Danach erweist sich die Behauptung der Beklagten als unzutreffend, der Schiffsunfall sei allein darauf zurückzuführen, daß MS „H" seinen zunächst in der Bergfahrt schiffahrtsüblichen Kurs auf den linksrheinischen Landbogen der Nibelungenbrücke plötzlich und ohne jede Vorankündigung zu einem Zeitpunkt nach Backbord hin verändert habe, als MS „L" nach Durchfahren des mittleren Brückenbogens talwärts seinen Kurs zum Zwecke des Überholens des Koppelverbandes bereits seinerseits nach Backbord verändert gehabt habe. Diese Tatsachendarstellung steht - wie das Rheinschiffahrtsgericht zutreffend entschieden hat - nicht im Einklang mit dem Ergebnis der durchgeführten Beweisaufnahme. Auch der Umstand, daß Schiffsführer K. über kein Radarschiffer-Zeugnis verfügt, führt zu keiner (Mit-) Haftung. Ein Schiffsführer, der kein Radarschiffer-Zeugnis besitzt, darf die Fahrt nur solange fortsetzen, wie ihm die optische Sicht das erlaubt.
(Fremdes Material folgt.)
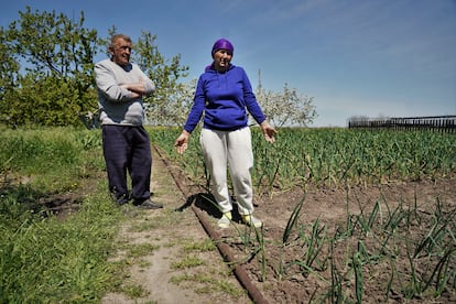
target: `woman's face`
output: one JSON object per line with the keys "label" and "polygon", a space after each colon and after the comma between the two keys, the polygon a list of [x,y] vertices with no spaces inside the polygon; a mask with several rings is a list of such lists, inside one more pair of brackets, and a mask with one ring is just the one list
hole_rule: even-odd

Eine hierdurch unzulässige Weiterfahrt begründet im Falle einer Kollision den Anscheinsbeweis für eine schuldhafte Unfallverursachung (Bemm/von Waldstein, RhSchPVO, 3. Auflage, § 4.06 Rdn. 7 m.w.RsprN.). Unstreitig war es zum Unfallzeitpunkt zwar dunkel, es herrschte jedoch klares Wetter und freie Sicht. Im übrigen befand sich an Bord eine Person, die das Radarschiffer-Zeugnis für den Rhein besitzt (§ 4.06 Nr. 1 c RhSchPVO). Während der Fahrt befand sich auf MS „H" neben dem verantwortlichen Schiffsführer K. der Zeuge A. im Steuerhaus, der über ein Rheinschifferpatent verfügt. Den Nachweis ihrer Behauptung, MS „H" sei mit überhöhter, jedenfalls nicht angemessener Geschwindigkeit gefahren, vermochten die Beklagten nicht zu erbringen. Die Schiffsführung von MS „H" hat nach dem Ergebnis der Beweisaufnahme Achtungssignal gegeben, als MS „L" ausgeschert ist und die Gefahr einer möglichen Kollision erkannt wurde. Den Nachweis, daß dieses Achtungssignal bereits früher veranlasst gewesen wäre und hätte abgegeben werden können, haben die Beklagten nicht geführt. Nach allem erweist sich die Berufung gegen das Grundurteil als unbegründet.
Das Berufungsgericht hat die Voraussetzungen für eine Zulassung der Revision (§ 543 Abs. 2 ZPO n.F., § 26 Nr. 7 EGZPO) nicht als gegeben erachtet.
Ebenfalls abrufbar unter ZfB 2002 - Nr.6 (Sammlung Seite 1865 ff.); ZfB 2002, 1865 ff.